Sub-containers 26(14) may be configured within a rack 10(6) by mechanisms other than supports 70, attachment points 72 and brackets 74. For example, hooks or moveable shelves may engage attachment points 72. Tabs (e.g., like mounting tab 76) or hooks may integrate with a sub-container 26(14) to engage attachment points 72 directly. Supports 70 may attach to sides 18(6), top 14(6) and/or bottom 16(6) of rack 10(6), or may be integrated therewith. Brackets 74 may include rails that engage with sub-containers 26(14) so that sub-containers 26(14) slide partially or completely out of body 12(6). Attachment points 72 may be protrusions instead of apertures; shelves or sub-containers 26(12) may rest directly on such protrusions. Sub-containers 26(14) may stack on bottom 16(6) of rack 10(6); sub-containers 26(14) may include mechanical features such that a top surface of one sub-container 26(14) engages a bottom surface of another sub-container 26(14) placed thereon.

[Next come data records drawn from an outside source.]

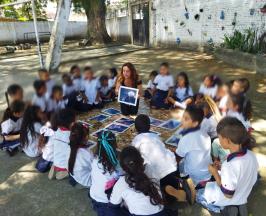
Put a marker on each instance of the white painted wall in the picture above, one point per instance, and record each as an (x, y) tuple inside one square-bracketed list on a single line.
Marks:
[(167, 15), (13, 32)]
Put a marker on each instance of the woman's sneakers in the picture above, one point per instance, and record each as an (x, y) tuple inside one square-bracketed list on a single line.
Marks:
[(186, 194)]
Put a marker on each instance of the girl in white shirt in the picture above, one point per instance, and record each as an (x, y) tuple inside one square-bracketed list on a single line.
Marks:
[(210, 85), (164, 84), (104, 172), (240, 107), (183, 92), (10, 127), (79, 163), (139, 193), (30, 131)]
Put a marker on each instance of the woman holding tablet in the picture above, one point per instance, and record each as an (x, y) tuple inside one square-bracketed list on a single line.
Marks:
[(129, 79)]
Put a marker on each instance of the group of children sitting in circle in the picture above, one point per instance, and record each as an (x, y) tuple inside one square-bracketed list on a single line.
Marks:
[(212, 164)]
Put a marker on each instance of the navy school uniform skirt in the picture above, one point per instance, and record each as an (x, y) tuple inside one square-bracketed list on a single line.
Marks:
[(43, 165), (158, 98)]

Accordingly, as described above, a rack 10 may begin as a shipping container for goods 5. Referring to FIG. 8, a shipper may load goods into sub-containers 26 via upper portion 42 of each sub-container 26, and then, referring to FIGS. 1 and 2, may install sub-containers 26 into appropriate sub-container cavities 20 of body 12. Alternatively, referring to FIGS. 14 and 15, a shipper may install sub-containers 26 within body 12 using brackets, hooks, shelves and the like. Referring to FIGS. 3 and 4, the shipper may attach identification tags 30 to body 12 and/or sub-containers 26, and may place sub-containers 26 and closure panels 32A and 32B in transport position, securing the sub-containers for transport. Identification tags 30 may be read during stocking, shipment or display at a retail location to determine the identity and/or contents of rack 10, sub-containers 26 and/or goods 5 therein. Referring to FIGS. 5A, 5B, 6 and 7, the shipper may place each sub-container 26 behind a corresponding lower containment lip 34, and engage locking devices 36 with locking devices 38 to enhance the stability of goods within body 12. Referring to FIGS. 1 and 2, rack 10 may be loaded into vehicles by a forklift utilizing tine receptacles 24, or by rolling on wheels 22. Upon arrival at a distribution or retail location, rack 10 may be unloaded by a forklift utilizing tine receptacles 24, or by rolling on wheels 22. Referring to FIG. 4, closure panels 32 may be removed or placed in display position. Referring to FIG. 7, locking devices 36 may be disengaged from locking devices 38, so that rack 10 may be used to display goods. Referring to FIG. 8, a retailer may open upper portion 42 of each sub-container 26 to make goods within the sub-container accessible for public inspection and consumption. Referring to FIG. 9, a divider 44 and a tensioner 46 may push goods 5 towards a front edge of a sub-container 26 as goods are removed, so that the remaining goods are easily accessible. Referring to FIG. 11, light features and/or LED displays may be utilized (a) to improve visibility of goods within rack 10, and/or (b) for advertising. Referring to FIGS. 12 and 13, part or all of a rack 10 may be refrigerated. Referring to FIG. 13, sub-containers 26 may be accessible from one or both sides of rack 10. Referring to FIGS. 14 and 15, attachment points 72 and/or brackets 74 may enable modifiable configurations of containers 26 within rack 10.

The changes described above, and others, may be made in the combination shipping container and display rack described herein without departing from the scope hereof. It should thus be noted that the matter contained in the above description or shown in the accompanying drawings should be interpreted as illustrative and not in a limiting sense. The following claims are intended to cover all generic and specific features described herein, as well as all statements of the scope of the present method and system, which, as a matter of language, might be said to fall there between.